A young couple (Gabriella Wright & Bret Roberts) with a strained marriage following a miscarriage, decide to go to a secluded cabin in the woods in an attempt at reconciling their issues.  However once there the husband’s underlying jealousy and the woman’s on going psychological trauma begin to cause problems.

What Lies Within

Now I have seen a lot of movies in my time and some were pretty poorly made, but this woefully amateurish attempt at a horror thriller felt from the off like a group of friends given a camera and asked to make something.  The result is a flimsy attempt at a story with feeble attempts at acting and next to no technical ability.  It’s filmed with a complete lack of tension and cheap jump scares, and an eerie looking location cannot make up for a total lack of ability to pull the viewer in.  Supposedly creepy things lurking in the woods, lingering camera angles and a secluded setting should at least generate a degree of atmosphere … but along with terrible acting, I struggled to get through this one.  Towards the end some pretty rough violence kicks in, clearly an attempt to have something going on – as for a good hour, nothing happens … and I mean nothing.  So we get graphic stabbings, some action with an axe and even an eye piercing, but guess what?  It makes no sense and comes out of nowhere, meaning any possibility of a believable or interesting narrative is ultimately lost in place of shock value.  The actors try their best but are laughably inexperienced.  So the point of this movie is totally lost on me.  A tacked on twist at the end only goes to make the whole experience all the more annoying.

Director Lucas Pavetto shows a total lack of talent and hopefully never picks up a movie camera again.  The rest of those involved can go back to their day jobs.  Avoid.

Verdict:  1 /5

Rise of the Footsoldier


Viewed – 02 November 2008  DVD

Blimey, I have seen some violent films in my time…but this takes the biscuit.  There’s more stabbings, beatings, broken faces, smashed beer bottles and spurts of blood per minute in this film than I think I have ever witnessed.  Add to this some extreme uses of colourful language, shagging, tits, and then more violence – and I think you get the idea what this film is like.  Form an orderly cue at the door if it’s not your ‘bag’.

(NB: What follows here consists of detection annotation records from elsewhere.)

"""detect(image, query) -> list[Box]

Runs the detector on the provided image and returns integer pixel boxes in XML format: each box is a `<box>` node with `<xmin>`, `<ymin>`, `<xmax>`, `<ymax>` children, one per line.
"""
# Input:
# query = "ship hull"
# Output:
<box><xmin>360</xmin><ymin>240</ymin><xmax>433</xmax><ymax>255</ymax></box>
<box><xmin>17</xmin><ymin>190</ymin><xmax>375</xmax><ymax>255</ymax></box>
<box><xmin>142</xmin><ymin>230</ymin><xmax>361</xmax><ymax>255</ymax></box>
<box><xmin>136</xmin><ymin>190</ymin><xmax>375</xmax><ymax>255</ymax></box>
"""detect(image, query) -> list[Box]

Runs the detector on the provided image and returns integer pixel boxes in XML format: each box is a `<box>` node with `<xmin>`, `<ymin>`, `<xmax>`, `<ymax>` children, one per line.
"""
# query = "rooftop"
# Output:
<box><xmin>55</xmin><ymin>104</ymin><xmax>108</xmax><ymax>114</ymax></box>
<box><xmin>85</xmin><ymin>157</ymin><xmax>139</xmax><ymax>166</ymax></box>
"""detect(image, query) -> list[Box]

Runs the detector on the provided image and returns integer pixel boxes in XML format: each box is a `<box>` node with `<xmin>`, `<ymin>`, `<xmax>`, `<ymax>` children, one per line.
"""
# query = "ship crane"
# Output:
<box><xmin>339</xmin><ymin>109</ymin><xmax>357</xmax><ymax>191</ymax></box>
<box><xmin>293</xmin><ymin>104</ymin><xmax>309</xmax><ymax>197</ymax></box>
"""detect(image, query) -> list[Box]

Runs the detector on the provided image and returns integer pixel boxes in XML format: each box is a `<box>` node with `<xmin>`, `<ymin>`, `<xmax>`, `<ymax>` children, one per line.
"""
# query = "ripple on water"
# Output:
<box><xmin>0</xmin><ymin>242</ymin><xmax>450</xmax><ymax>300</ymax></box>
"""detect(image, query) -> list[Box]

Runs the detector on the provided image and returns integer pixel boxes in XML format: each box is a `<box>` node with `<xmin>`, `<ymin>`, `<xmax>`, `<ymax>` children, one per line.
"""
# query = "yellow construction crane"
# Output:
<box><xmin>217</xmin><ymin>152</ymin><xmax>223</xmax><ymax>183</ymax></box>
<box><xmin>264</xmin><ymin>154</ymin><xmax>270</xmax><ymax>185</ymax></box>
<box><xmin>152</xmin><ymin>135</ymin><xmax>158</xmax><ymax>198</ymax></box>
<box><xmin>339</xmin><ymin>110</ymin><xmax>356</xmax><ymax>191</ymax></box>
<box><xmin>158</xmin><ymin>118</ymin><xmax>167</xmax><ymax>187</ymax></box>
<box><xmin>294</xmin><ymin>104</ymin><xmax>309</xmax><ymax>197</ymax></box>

Now don’t get me wrong, this is a well made, very well acted Brit gangster flick with more balls-to-the-wall energy than The Krays & Snatch put together, following the rise of Essex hard-man Carlton Leach (Ricci Harnett) from nutter football hooligan to nutter bouncer to slightly less nutter gang leader.  There’s no glamour here ladies & gentlemen, just mad bastards doing mad things all in the name of greed, money, drugs and power – usually all sorted out with a good kicking.  The story is fascinating, especially as its based on true events, and some recognisable faces pop up from your favourite Brit crime flicks and even Eastenders. 

My only gripe remains that there’s nobody to identify with (unless you yourself are a head case sociopath) and Carlton Leach is just portrayed as an unpleasant scum bag.  Yet if like me you can eat this stuff up for breakfast, then this is well worth your time, as its all done with such assured power, that its hard not to be impressed.